Since we are dealing with unbounded operators, we have to be a bit careful as to what we mean by a representation, because a priori $\hat{X}\hat{Y}$, $\hat{Y}\hat{X}$, and therefore $[\hat{X}, \hat{Y}]$ may fail to be well-defined. Specifically, we demand that there exists a common invariant dense domain $\mathcal{D} \subseteq \mathcal{H}$, such that, for all $X \in \mathfrak{g}$, $\hat{X}$ is defined on $\mathcal{D}$ and stabilizes $\mathcal{D}$ (ie. $\hat{X} \left\langle \mathcal{D} \right\rangle \subseteq \mathcal{D}$). Then, we can define arbitrary products of the $\hat{X}$'s on $\mathcal{D}$, and in particular commutators.
The question is then whether this representation can be exponentiated, ie:
for all $X \in \mathfrak{g}$, $\hat{X}$ is actually essentially self-adjoint;
and there exists a unitary representation $U \mapsto \hat{U}$ of the group $G$ on $\mathcal{H}$ such that, for any $X \in \mathfrak{g}$, $\widehat{\exp X} = \widehat{\exp} (i\hat{X})$. Here, I denote by $\widehat{\exp}$ the "operator" exponential map, which is defined by spectral resolution of the essentially self-adjoint operator $\hat{X}$: as you observed, in the case of unbounded operators, the exponential cannot be defined in terms of the exponential series (note that the notation $\widehat{\exp}$ is non-standard, I use it here only to prevent confusion between the various notions of exponential maps).
If this holds, the BCH formula satisfied by the "abstract" exponential map $\exp$ will be inherited by the "operator" exponential map $\widehat{\exp}$.
So, with all these preliminaries in place: when can a Lie algebra representation by symmetric unbounded operators be exponentiated? A sufficient condition (useful in practice, albeit not a necessary condition) is the Nelson criterion (lemma 9.1 of Edward Nelson, "Analytic Vectors", Annals of Mathematics, Second Series, Vol. 70, No. 3 (Nov., 1959), pp. 572-615): it demands that there exists a basis $X_1,\dots,X_n$ of $\mathfrak{g}$, a dense subdomain $\mathcal{D}_o \subseteq \mathcal{D}$, and a real $s > 0$, such that: $$ \forall \psi \in \mathcal{D}_o,\; \sum_{m=0}^{\infty} \frac{s^m}{m!} \sum_{k_1,\dots,k_m} \left\| X_{k_1} \dots X_{k_m} \psi \right\| < \infty. $$ This is a fairly technical result, but the intuition behind it is that this condition is precisely what you need to define $\widehat{\exp} (i\hat{X})$ over $\mathcal{D}_o$ via the exponential series, and, from there, deduce that $\hat{X}$ is indeed essentially self-adjoint (using the Stone's theorem discussed below), that this definition of $\widehat{\exp} (i\hat{X})$ coincides over $\mathcal{D}_o$ with the spectral one, and finally, that this indeed gives you a unitary representation of $G$ (matching the "abstract" BCH-formula with the one that can be proven directly using the exponential series).
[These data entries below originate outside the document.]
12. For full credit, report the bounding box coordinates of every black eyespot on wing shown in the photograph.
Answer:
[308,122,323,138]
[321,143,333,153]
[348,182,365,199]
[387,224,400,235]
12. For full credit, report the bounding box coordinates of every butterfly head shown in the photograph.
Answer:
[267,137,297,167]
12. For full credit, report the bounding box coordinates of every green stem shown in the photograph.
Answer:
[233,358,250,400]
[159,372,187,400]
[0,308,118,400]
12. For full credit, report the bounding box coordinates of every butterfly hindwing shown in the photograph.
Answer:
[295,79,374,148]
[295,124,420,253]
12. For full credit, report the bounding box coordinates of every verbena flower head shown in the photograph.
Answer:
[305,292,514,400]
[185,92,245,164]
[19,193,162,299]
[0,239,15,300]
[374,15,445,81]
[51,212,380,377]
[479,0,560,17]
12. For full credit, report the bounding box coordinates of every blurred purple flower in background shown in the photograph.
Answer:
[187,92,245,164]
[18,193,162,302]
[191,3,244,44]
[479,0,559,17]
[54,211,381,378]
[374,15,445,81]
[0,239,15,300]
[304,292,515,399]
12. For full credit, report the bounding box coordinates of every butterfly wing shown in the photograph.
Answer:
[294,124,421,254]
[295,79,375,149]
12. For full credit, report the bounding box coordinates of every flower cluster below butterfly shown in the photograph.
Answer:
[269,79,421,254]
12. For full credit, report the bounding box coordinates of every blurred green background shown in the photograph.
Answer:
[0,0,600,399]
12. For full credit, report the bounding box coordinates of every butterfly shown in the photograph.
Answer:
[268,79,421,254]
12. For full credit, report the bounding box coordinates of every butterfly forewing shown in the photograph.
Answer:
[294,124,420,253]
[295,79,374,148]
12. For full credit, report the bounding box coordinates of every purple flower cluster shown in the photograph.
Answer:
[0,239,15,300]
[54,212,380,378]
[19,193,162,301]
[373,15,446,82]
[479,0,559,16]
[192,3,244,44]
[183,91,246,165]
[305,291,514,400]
In the case of the position/momentum operators of quantum mechanics, one can for example take $X_1 = \text{id}$, $X_2 = q$, $X_3 = p$ and take $\mathcal{D} = \mathcal{D}_o$ to be spanned by finite linear combination of the harmonic osciallator energy eigenstates. Then, the condition can be proven using the expression of the position/momentum operators in terms of ladder operators.
However, coming back to your specific motivation, I do not honestly think that you need all this machinery. Instead, you can use the explicit expression of the Weyl operators to prove that $t \mapsto W(tz)$ is a strongly continuous one-parameter unitary group: ie. $W(sz) W(tz) = W\big((s+t)z\big)$ and, for any $\psi \in \mathcal{H}$, $t \mapsto W(tz) \psi$ is continuous (with respect to the norm of $\mathcal{H}$; in this case, the $L_2$-norm). Then, Stone's theorem (theorem VIII.8 of Reed and Simon, "Methods of Modern Mathematical Physics", volume 1) tells you that $W(tz) = \widehat{\exp} (it\hat{X})$ with $\hat{X}$ the self-adjoint operator defined by:
$$i \hat{X} \psi = \left. \frac{d}{dt} W(tz) \psi \right|_{t=0}$$
for any $\psi$ in the dense domain $\mathcal{D}$ where this derivative exists. Using again the explicit expression of $W(tz)$ you can then check that $\hat{X} = \sqrt{2} (y\hat{q} - x\hat{p})$.